In the really bad case where persistent/volatile data amount is 30:1 or greater, for example - pile of photos and relatively small database for popular website, your SSD will die in a year.
One of my customers was very impressed with SSD characteristics and insisted to equip his DBMS-server with pair of them. In the next 12 months we have replaced both of them twice.

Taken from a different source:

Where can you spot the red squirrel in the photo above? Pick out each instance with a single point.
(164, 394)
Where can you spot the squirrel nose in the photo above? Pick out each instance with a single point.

But accordingly to the marketing materials lifespan of SSD is 170 years. Sure.
MTBF is not relevant for measuring SSD drive endurance since SSD is not sensitive for the time itself like ordinary spinning HDD drive but for the number of re-writes for SSD cells. More relevant measure for SSD is Drive Writes Per Day (DWPD). For example some enterprise class SSD disks 3.2TB endurance would be 3 DWPD for 5 years.
Some times SSD vendor provide endurance in terms of (Total) Terabytes Written (TBW) or "Write Cycles" which can be easily translated to DWPD and vice versa knowing time and maximum throughput for the given SSD drive.
For the given example with 3.2Tb SSD drive:
TBW = DriveSize * Years * DWPD;
TBW = 3.2TB * 5*365 * 3d = 17520 TB for 5 years
If the drive provide 80 MByte per second sustainable write throughput, then
WriteCycles = DWPD * Years;
WriteCycles = 3 * 365*5 = 5475 total write cycles for the given disk
What is important to notice we are calculating the worst case if you will provide 100% utilization throughput for the drive (which is very likely not possible).